Developing a ‘canon’ of commentaries

There’s probably a lot to be said about using commentaries to prepare preaching, but I’m going to address one very narrow aspect: how I’ve developed a way of knowing which commentaries to regularly consult.

I’m a pastor but not employed by the church, I preach approximately monthly and so don’t have the luxury of lots of preparation time. I’ve read Tim Keller say that one of his messages takes about 60 hours work (40 of his and 20 of someone else’s, I understand), and it shows, but it’s not something I’m going to be able to do. I suspect most pastors who are paid by their churches feel similarly, even if they can usually give more time than I can.

I manage to spend about six to eight hours in preparation for a message. I’m not sure if that’s good or bad and don’t give it to you with the intent that you think anything in particular of the amount, it’s just what I’ve been able to make work for the particular situation I find myself in. I imagine a different situation would lead to a different amount of time. It’s a truism that more time would be good, though you do have to know how to spend that more time wisely.

One of the realities is that I can’t read six or seven (or more!) commentaries on a passage to preach on it. If I’m writing on a passage, especially academic writing, I’ll read much more widely. For the task of preaching though I need to limit myself. Over the years I’ve come to want to read four different kinds of commentaries, though this shifts a little depending on the book of the Bible we’re talking about. If I come to a book I haven’t worked in before and don’t know the commentary ‘scene’ so well it can take a little work to get the right four, but this is what I’m aiming for. It’s my ‘canon’ of voices to work with for preaching.

I don’t know how applicable this is, but I’m hoping it might help others too.

A Technical Commentary

This is a commentary that works through the text line by line or word by word, using the historical-grammatical method. It should be the most technical one you can handle in terms of how much of the original languages are present. Because this is for preaching I would want a broadly evangelical commentary most of the time. I’d read more widely for writing or thinking projects.

If the passage is linguistically difficult and I’ve not worked through it in the past, or very contentious, I might add a second technical commentary that disagrees with the first and place them in conversation in my preparation. Realistically that takes a good deal of time that I don’t always have the luxury of, but I would prefer to do this.

The aim here is to understand what the text is saying. It won’t always be that evocative for preaching—and plenty of new preachers read commentaries and say it didn’t help at all—but in my experience the more technical it is, the more it gets under the skin of the sentences and the cultural milieu, the more evocative it will be.

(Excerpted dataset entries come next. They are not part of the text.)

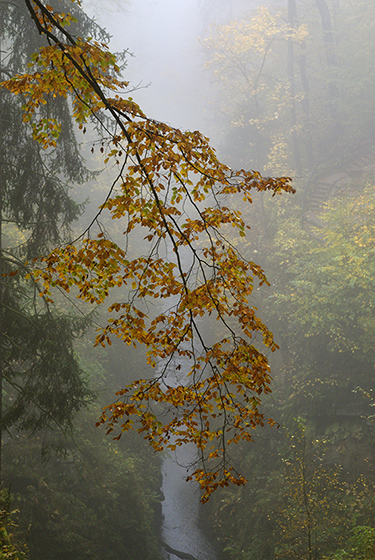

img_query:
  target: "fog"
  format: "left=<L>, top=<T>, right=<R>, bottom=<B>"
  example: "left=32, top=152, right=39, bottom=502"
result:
left=83, top=0, right=264, bottom=131
left=2, top=0, right=375, bottom=559
left=84, top=0, right=211, bottom=130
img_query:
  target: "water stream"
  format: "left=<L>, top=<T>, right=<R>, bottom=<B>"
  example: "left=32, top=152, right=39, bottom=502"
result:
left=161, top=443, right=217, bottom=560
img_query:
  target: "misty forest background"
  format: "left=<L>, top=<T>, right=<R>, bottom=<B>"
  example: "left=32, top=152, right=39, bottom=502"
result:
left=1, top=0, right=375, bottom=559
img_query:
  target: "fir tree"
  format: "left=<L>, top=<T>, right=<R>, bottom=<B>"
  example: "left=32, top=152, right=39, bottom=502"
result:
left=0, top=0, right=109, bottom=479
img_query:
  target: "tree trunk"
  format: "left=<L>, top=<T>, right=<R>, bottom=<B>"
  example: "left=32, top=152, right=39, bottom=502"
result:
left=0, top=32, right=4, bottom=486
left=298, top=28, right=314, bottom=168
left=287, top=0, right=302, bottom=174
left=315, top=0, right=342, bottom=135
left=315, top=0, right=337, bottom=67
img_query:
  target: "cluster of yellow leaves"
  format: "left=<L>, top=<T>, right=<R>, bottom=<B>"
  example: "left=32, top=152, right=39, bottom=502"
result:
left=1, top=0, right=294, bottom=500
left=202, top=6, right=309, bottom=175
left=203, top=7, right=308, bottom=84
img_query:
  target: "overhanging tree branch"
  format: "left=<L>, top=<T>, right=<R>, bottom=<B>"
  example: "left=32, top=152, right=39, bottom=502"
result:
left=2, top=0, right=295, bottom=501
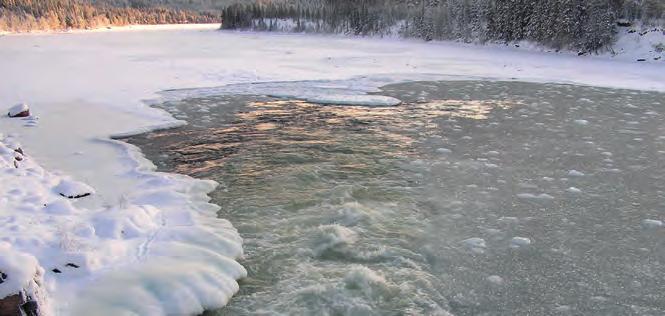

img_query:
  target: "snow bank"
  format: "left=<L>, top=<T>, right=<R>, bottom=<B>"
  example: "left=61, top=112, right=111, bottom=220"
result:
left=611, top=26, right=665, bottom=62
left=0, top=134, right=245, bottom=315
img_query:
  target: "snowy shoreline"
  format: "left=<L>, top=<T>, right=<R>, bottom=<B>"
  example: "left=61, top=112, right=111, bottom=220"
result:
left=1, top=26, right=664, bottom=315
left=0, top=23, right=220, bottom=36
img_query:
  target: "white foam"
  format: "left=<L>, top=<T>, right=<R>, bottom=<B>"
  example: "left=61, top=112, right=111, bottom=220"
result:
left=312, top=224, right=358, bottom=257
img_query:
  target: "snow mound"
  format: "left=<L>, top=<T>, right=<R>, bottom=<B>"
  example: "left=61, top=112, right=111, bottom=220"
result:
left=53, top=179, right=95, bottom=199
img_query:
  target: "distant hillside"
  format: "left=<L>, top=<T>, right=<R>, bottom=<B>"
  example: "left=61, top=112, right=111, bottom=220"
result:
left=220, top=0, right=665, bottom=52
left=0, top=0, right=226, bottom=32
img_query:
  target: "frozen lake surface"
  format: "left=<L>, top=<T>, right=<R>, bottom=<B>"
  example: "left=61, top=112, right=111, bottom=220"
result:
left=125, top=80, right=665, bottom=315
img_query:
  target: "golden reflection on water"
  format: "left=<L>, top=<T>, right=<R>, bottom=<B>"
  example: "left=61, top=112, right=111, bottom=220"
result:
left=155, top=98, right=518, bottom=177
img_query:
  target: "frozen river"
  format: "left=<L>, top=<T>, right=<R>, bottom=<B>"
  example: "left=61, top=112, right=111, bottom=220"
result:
left=125, top=80, right=665, bottom=315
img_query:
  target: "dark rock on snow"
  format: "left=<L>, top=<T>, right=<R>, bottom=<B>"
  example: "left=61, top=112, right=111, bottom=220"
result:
left=0, top=292, right=39, bottom=316
left=7, top=104, right=30, bottom=118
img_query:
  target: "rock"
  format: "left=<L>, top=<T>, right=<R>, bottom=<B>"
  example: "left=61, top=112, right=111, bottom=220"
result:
left=617, top=19, right=632, bottom=27
left=7, top=104, right=30, bottom=118
left=0, top=291, right=40, bottom=316
left=0, top=293, right=22, bottom=316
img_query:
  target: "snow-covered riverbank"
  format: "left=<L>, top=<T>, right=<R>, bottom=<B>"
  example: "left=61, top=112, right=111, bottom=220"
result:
left=0, top=26, right=664, bottom=315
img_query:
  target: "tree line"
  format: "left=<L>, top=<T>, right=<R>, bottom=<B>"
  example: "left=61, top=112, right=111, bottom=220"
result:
left=220, top=0, right=665, bottom=52
left=0, top=0, right=222, bottom=32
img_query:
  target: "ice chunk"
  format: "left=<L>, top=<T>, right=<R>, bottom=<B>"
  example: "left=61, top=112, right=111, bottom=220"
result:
left=516, top=193, right=554, bottom=200
left=462, top=237, right=487, bottom=253
left=567, top=170, right=585, bottom=177
left=487, top=275, right=504, bottom=285
left=566, top=187, right=582, bottom=193
left=304, top=94, right=401, bottom=107
left=510, top=237, right=531, bottom=248
left=641, top=219, right=663, bottom=229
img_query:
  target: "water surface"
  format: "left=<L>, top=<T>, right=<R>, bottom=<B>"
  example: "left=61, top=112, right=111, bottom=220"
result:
left=125, top=81, right=665, bottom=315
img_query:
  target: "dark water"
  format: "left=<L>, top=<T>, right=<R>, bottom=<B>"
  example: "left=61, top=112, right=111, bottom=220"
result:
left=125, top=81, right=665, bottom=316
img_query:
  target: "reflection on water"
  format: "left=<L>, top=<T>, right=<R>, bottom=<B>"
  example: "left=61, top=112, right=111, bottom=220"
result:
left=126, top=81, right=665, bottom=316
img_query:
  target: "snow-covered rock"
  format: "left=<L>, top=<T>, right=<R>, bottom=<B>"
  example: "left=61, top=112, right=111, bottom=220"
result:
left=7, top=103, right=30, bottom=118
left=53, top=178, right=95, bottom=199
left=0, top=243, right=45, bottom=316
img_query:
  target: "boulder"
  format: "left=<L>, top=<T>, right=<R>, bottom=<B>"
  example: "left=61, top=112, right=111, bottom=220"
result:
left=0, top=291, right=40, bottom=316
left=0, top=293, right=22, bottom=316
left=7, top=104, right=29, bottom=118
left=617, top=19, right=632, bottom=27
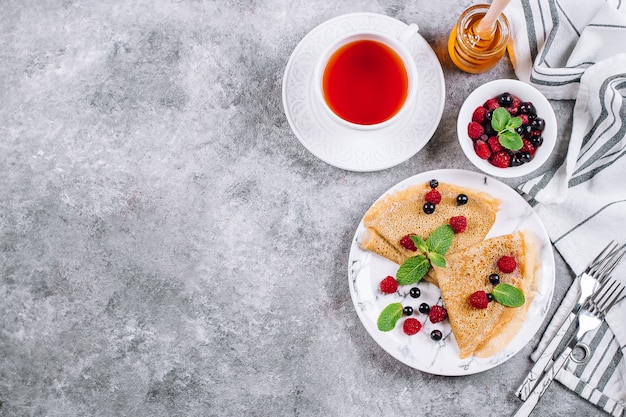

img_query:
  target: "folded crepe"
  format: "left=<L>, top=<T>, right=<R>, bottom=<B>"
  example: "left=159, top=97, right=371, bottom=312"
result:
left=360, top=181, right=501, bottom=283
left=431, top=230, right=540, bottom=359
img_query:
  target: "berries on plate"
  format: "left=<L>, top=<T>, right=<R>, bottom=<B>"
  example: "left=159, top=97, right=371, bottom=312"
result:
left=425, top=188, right=442, bottom=205
left=449, top=216, right=467, bottom=233
left=468, top=92, right=546, bottom=168
left=497, top=255, right=517, bottom=273
left=430, top=329, right=443, bottom=341
left=379, top=276, right=398, bottom=294
left=399, top=234, right=417, bottom=251
left=456, top=194, right=468, bottom=205
left=428, top=305, right=448, bottom=323
left=403, top=318, right=422, bottom=335
left=469, top=290, right=489, bottom=309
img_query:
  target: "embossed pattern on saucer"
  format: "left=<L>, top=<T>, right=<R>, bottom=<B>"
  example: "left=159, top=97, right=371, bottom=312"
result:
left=282, top=13, right=445, bottom=172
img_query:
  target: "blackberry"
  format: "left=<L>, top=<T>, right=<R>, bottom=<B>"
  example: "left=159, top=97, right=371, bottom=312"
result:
left=498, top=92, right=513, bottom=106
left=484, top=123, right=497, bottom=136
left=520, top=102, right=536, bottom=115
left=423, top=202, right=435, bottom=214
left=531, top=117, right=545, bottom=131
left=430, top=330, right=443, bottom=341
left=530, top=136, right=544, bottom=147
left=516, top=124, right=532, bottom=136
left=489, top=273, right=501, bottom=285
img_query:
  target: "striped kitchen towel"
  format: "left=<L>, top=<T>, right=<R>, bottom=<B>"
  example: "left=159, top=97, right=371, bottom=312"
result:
left=506, top=0, right=626, bottom=416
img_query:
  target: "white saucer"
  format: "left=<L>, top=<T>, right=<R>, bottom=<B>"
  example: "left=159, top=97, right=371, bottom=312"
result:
left=282, top=13, right=445, bottom=172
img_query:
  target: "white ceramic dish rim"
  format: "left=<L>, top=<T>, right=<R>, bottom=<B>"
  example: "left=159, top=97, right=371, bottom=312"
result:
left=348, top=169, right=556, bottom=375
left=457, top=79, right=557, bottom=178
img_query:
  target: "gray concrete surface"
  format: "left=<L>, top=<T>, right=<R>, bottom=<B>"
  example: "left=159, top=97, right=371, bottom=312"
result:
left=0, top=1, right=601, bottom=416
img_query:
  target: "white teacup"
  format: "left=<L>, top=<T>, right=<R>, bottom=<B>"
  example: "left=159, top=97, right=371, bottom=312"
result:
left=313, top=24, right=419, bottom=131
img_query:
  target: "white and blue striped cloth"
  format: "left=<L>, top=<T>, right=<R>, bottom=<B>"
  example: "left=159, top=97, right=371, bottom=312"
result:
left=506, top=0, right=626, bottom=415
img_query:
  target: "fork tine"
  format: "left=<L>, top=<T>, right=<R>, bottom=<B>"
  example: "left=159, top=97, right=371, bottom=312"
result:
left=602, top=247, right=626, bottom=278
left=600, top=283, right=625, bottom=313
left=586, top=241, right=618, bottom=273
left=590, top=243, right=626, bottom=283
left=589, top=278, right=626, bottom=318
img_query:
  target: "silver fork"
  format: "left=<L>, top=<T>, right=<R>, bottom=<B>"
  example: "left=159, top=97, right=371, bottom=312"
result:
left=515, top=242, right=626, bottom=400
left=511, top=277, right=626, bottom=417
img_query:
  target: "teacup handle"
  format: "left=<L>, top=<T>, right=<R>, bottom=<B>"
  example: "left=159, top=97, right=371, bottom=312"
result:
left=398, top=23, right=419, bottom=44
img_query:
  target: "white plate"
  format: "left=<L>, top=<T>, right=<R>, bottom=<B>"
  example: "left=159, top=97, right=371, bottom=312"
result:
left=282, top=13, right=445, bottom=172
left=348, top=169, right=555, bottom=375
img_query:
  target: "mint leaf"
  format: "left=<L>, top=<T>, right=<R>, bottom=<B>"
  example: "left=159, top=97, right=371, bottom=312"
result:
left=409, top=235, right=429, bottom=253
left=498, top=130, right=523, bottom=151
left=492, top=283, right=525, bottom=307
left=428, top=251, right=446, bottom=268
left=491, top=107, right=510, bottom=132
left=506, top=116, right=523, bottom=130
left=397, top=255, right=430, bottom=285
left=377, top=302, right=403, bottom=331
left=426, top=225, right=454, bottom=255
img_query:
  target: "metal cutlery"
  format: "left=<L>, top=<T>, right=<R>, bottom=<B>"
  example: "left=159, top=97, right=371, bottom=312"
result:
left=515, top=242, right=626, bottom=401
left=511, top=276, right=626, bottom=417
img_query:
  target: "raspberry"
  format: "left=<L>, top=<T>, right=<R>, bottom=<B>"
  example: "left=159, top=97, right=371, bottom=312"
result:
left=487, top=136, right=503, bottom=153
left=507, top=106, right=519, bottom=116
left=403, top=318, right=422, bottom=335
left=399, top=234, right=417, bottom=251
left=379, top=276, right=398, bottom=294
left=473, top=139, right=491, bottom=159
left=484, top=98, right=500, bottom=110
left=490, top=151, right=511, bottom=168
left=472, top=106, right=487, bottom=124
left=519, top=114, right=530, bottom=125
left=429, top=305, right=448, bottom=323
left=425, top=188, right=442, bottom=205
left=449, top=216, right=467, bottom=233
left=468, top=122, right=485, bottom=140
left=469, top=290, right=489, bottom=309
left=511, top=96, right=521, bottom=108
left=521, top=139, right=536, bottom=156
left=497, top=256, right=517, bottom=273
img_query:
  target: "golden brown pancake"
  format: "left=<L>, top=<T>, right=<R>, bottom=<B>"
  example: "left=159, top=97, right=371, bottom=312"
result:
left=359, top=181, right=501, bottom=283
left=431, top=230, right=540, bottom=359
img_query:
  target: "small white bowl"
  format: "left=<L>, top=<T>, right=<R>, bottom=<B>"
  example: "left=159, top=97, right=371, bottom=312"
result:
left=457, top=79, right=557, bottom=178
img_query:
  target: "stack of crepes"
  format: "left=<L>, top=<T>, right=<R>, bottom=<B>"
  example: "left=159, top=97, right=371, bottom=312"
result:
left=360, top=181, right=540, bottom=358
left=505, top=0, right=626, bottom=415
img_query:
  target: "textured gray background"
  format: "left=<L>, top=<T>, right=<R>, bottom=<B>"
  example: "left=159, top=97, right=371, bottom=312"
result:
left=0, top=1, right=603, bottom=416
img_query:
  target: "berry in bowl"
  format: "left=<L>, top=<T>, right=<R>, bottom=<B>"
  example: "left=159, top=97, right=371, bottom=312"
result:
left=457, top=79, right=557, bottom=178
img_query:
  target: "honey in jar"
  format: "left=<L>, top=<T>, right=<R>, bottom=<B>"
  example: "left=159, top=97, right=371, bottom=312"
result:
left=448, top=4, right=510, bottom=74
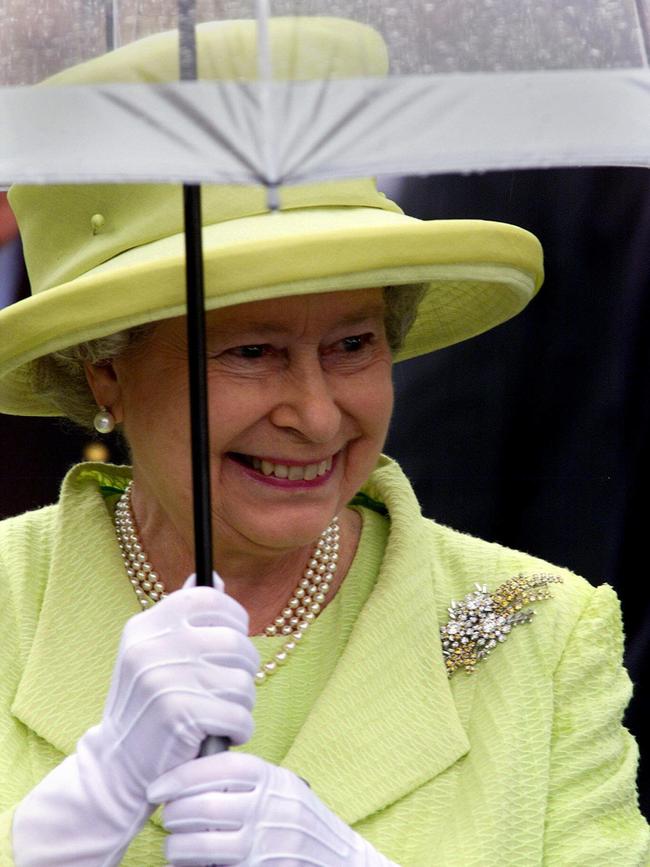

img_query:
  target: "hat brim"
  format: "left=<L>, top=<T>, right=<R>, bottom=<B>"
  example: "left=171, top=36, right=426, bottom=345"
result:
left=0, top=206, right=542, bottom=416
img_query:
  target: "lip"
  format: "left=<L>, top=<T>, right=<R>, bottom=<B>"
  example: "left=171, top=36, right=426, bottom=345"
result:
left=226, top=451, right=339, bottom=489
left=246, top=455, right=333, bottom=467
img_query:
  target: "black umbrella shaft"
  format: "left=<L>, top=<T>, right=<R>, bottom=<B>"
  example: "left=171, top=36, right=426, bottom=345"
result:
left=183, top=184, right=213, bottom=590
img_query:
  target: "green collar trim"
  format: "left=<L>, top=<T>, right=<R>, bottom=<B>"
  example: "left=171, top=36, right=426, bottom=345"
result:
left=348, top=491, right=389, bottom=516
left=76, top=465, right=131, bottom=498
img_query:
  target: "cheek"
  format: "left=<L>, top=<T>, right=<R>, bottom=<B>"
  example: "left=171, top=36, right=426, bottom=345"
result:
left=346, top=362, right=394, bottom=446
left=206, top=378, right=273, bottom=450
left=363, top=363, right=394, bottom=433
left=341, top=373, right=392, bottom=495
left=122, top=369, right=190, bottom=447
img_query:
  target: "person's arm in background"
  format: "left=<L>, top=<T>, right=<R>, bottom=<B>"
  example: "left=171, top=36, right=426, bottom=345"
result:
left=0, top=192, right=27, bottom=309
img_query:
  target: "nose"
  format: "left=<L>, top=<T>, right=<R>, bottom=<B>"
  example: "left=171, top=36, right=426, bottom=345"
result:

A Theological or Literary Commentary

This is a commentary that might take larger chunks of the text but is generally alert to either literary features or to commenting on the theological implications of the text. These are a little harder to find. Often more liberal scholars are more alert to literary features. Modern theological commentaries are harder to find, though this is changing. The series that do exist are often all over the map theologically and tend to be expensive, which is unfortunate.

Here I’m looking for something that will provoke me and make me think. It’s often helpful if they’re speculative, I’m certainly looking for some exegetical maximalism to complement the technical commentary’s minimalism.

This is much more likely to be evocative for preaching, though I’ll end up exploring connected ideas or head off at a tangent. It’s more evocative because it’s more likely to help you find Christ in the text, which is what you’re trying to do.

Sometimes this might be two commentaries, a literary one and a theological one, but I haven’t found that many books of the Bible are well resourced such that I have those options. It also might be a theological book that deals with the specific passage in question.

An Old Commentary

Something written before I was born at the very least, but I really mean before the twentieth century. Our concerns matter in preaching, but so does the ‘breeze of the centuries,’ as Lewis famously put it.

This might cover some of the previous categories as well, but I’d be looking at Calvin, or at JC Ryle on the Gospels, or some of the Church Fathers. You have the added benefit that Calvin writes gold standard technical commentaries and the Fathers wrote excellent theological ones. Ryle fits firmly in the pastoral category too.

I’m looking to be surprised and shaken out of my categories—or sometimes confirmed in them. These are the only commentaries I might quote from in my preaching, though I’m not big on quotations.

A Pastoral Commentary

Finally, I want a commentary that is heavy on application. By the time I read this I’ll have been jotting down lots of ideas on how to apply this passage and am interested to see how someone else has done so.

These tend to be commentaries written at a more popular level and I’m reading them thinking about application rather than what the passage means or the thrust of the message. I might occasionally reuse an illustration from this kind of commentary too, though in my experience my own illustrations work better for me.

If you were to read the sermons of Lloyd-Jones or Spurgeon (or whoever) then that would fit here too, though you want your outline nailed before you do to prevent the temptation to pilfer theirs. I tend not to do this for preaching, though that has more to do with my own constraints than anything else.

A Canon Collected

I’d love to have time to consult a couple in each category, but the realities of the time I have to prepare something prevent this. I also haven’t nailed that collection on lots of the books of the Bible, but it’s how I tend to focus my commentary buying if I’m buying for preaching.